Devlet insanlar için güven alanı olmalı değil mi? 

Cumhurbaşkanlığı ya da İçişleri Bakanlığı, “Devlet temsiliyeti” en belirgin, dolayısıyla bu temsiliyete en çok dikkat etmesi gereken kurumlar değil mi?

Şunu söyleyeyim: 

Toplum özellikle Cumhurbaşkanlığı veya İçişleri Bakanlığı makamından öfkeli söylemler geldiğinde korkuyor, endişeye kapılıyor. 

Bu tarz söylemlerin ülkede çok ciddi gerginlikler oluşturduğunu belirtmek gerekiyor. 

Çok yüksek ses tonu, çok öfkeli bakışlar - değerlendirmeler, hukuk boyutu olmayan yargılamalar, makamların mahiyeti gereği bunların tüm devlet kademelerine sirayet ihtimali gerçekten ortaya tansiyonu yüksek bir iklim çıkarıyor. 

Cumhurbaşkanlığı’ndan veya İçişleri Bakanlığı’ndan bu tarz bir üslup sergilendiğinde, hukuk ne yapar, güvenlik birimleri ne yapar, valiler, kaymakamlar ne yapar, parti teşkilatlarının toplumla ilişkileri nasıl olur? 

Bence sergilenen bu görüntünün en büyük zararı Cumhurbaşkanı Erdoğan’adır. 

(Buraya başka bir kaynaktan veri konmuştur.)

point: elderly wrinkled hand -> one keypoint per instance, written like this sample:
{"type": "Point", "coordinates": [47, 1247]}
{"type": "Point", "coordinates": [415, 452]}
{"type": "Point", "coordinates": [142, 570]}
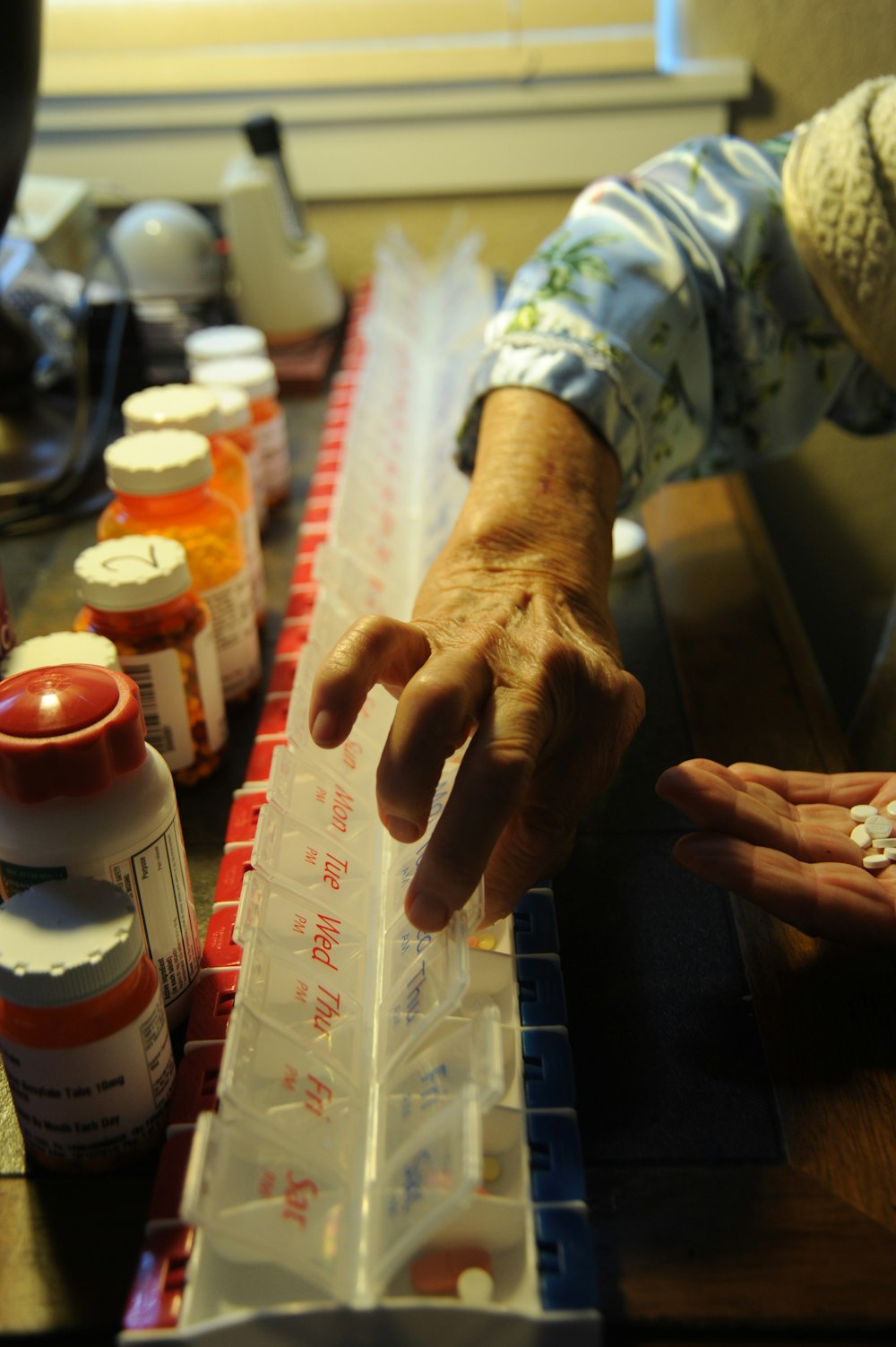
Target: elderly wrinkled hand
{"type": "Point", "coordinates": [783, 840]}
{"type": "Point", "coordinates": [502, 659]}
{"type": "Point", "coordinates": [511, 648]}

Bahçeliye değil öncelikle. Onun olan bitenden memnun olduğunu sanıyorum.

İçişleri Bakanı Süleyman Soylu’ya bile değil. Bir kere onun da sorumluluğunu Cumhurbaşkanı Erdoğan taşıyor, ikinci olarak da Soylu, MHP tandanslı dili ile, Ak Parti’de farklı bir zemin tutuyor.

Ama Cumhurbaşkanı Erdoğan, sadece partisinin insanı değil. “Partili Cumhurbaşkanı” bunu söylemese de toplum nezdinde Cumhurbaşkanı “milletin birliği”ni temsil konumundadır. Anladığım kadarıyla Cumhurbaşkanı böyle bilinmek istiyor, ama fiilen ortaya konan fotoğraf, bu imajı aşındırıyor. 

İnsanlar Cumhurbaşkanlığı görüntüsü bu değil diyorlar. Milletin birliği böyle temsil edilmez diyorlar. 

Bence kayıplar – kazançlar yeniden değerlendirilmeli.